Cholestasis itself might be a stimulus for increased hepatic expression of OPN. To address this question, we compared the expression of OPN in cases of idiopathic neonatal hepatitis, which were relatively age-matched for biliary atresia at diagnosis, and Alagille syndrome, which were similar in age to biliary atresia at transplantation. Immunohistochemistry demonstrated no expression of OPN in interlobular bile ducts in cases of idiopathic neonatal hepatitis. The whole liver samples from Alagille syndrome showed no increase in OPN mRNA, whereas OPN protein expression was increased above normal. This correlated with increased hepatocyte OPN staining, which is consistent with posttranscriptional regulation of hepatocyte OPN synthesis as we have previously demonstrated (48). Samples of biliary atresia obtained at transplantation that had extreme duct paucity showed similar OPN protein expression to Alagille syndrome, about 2-fold greater than normal. In contrast to Alagille syndrome, we could not demonstrate increased hepatocyte OPN immunostaining in these samples. However, they did contain increased numbers of arteries that stained for OPN (Fig. 2D) and expansive fibrosis that could diffusely contain OPN protein, which could not be demonstrated by immunostains. Focal accumulation of OPN was demonstrated in the fibrous matrix of the hilar remnant in biliary atresia (Fig. 2H), which shows that this secretory protein can be sequestered in areas of fibrosis. Taken together, these findings suggest that cholestasis itself does not lead to OPN over-expression by bile ducts in pediatric liver disease, but may lead to increased expression by other elements of the liver.
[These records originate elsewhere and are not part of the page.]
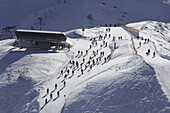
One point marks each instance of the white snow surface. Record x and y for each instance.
(125, 83)
(80, 13)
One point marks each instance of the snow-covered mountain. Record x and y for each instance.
(125, 83)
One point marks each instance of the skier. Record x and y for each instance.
(93, 61)
(83, 60)
(90, 58)
(51, 96)
(100, 46)
(106, 44)
(139, 44)
(61, 73)
(73, 63)
(69, 47)
(77, 64)
(47, 90)
(81, 71)
(64, 83)
(72, 72)
(90, 46)
(55, 86)
(154, 54)
(46, 101)
(86, 52)
(68, 71)
(105, 59)
(65, 77)
(58, 93)
(81, 53)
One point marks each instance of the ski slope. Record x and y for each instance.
(126, 82)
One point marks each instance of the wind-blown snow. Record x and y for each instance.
(125, 83)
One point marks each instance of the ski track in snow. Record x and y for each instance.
(125, 83)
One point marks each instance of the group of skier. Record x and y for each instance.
(88, 60)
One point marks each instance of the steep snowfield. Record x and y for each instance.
(80, 13)
(125, 83)
(158, 33)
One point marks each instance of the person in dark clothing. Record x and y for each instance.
(105, 59)
(64, 83)
(51, 96)
(65, 77)
(154, 54)
(61, 73)
(68, 71)
(77, 64)
(58, 93)
(47, 90)
(72, 72)
(86, 52)
(55, 86)
(46, 101)
(83, 60)
(81, 71)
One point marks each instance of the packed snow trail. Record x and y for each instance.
(78, 77)
(133, 87)
(128, 85)
(159, 63)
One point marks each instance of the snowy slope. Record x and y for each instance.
(125, 83)
(80, 13)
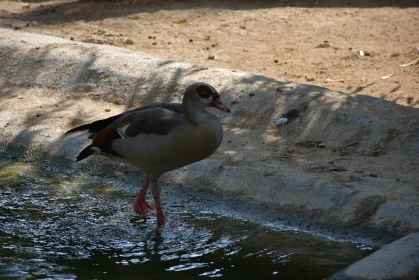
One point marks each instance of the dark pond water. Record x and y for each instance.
(54, 227)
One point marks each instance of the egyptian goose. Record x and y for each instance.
(159, 138)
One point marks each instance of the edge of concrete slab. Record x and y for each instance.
(397, 260)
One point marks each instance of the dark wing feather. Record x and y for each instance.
(151, 121)
(98, 125)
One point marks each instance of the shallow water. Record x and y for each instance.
(55, 227)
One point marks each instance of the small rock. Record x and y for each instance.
(129, 42)
(281, 122)
(321, 145)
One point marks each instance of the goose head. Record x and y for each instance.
(201, 95)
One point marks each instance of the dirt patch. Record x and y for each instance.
(315, 42)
In summary, our data show that hepatic OPN expression is markedly increased in biliary atresia relative to other pediatric cholestatic diseases. OPN appears to be localized predominantly in interlobular biliary epithelium and bile within duct structures. Its increased expression in biliary atresia coincides with proliferation of biliary structures and fibrosis. Together, these findings suggest that OPN may participate in the Th1 signaling involved in the pathogenesis of biliary atresia.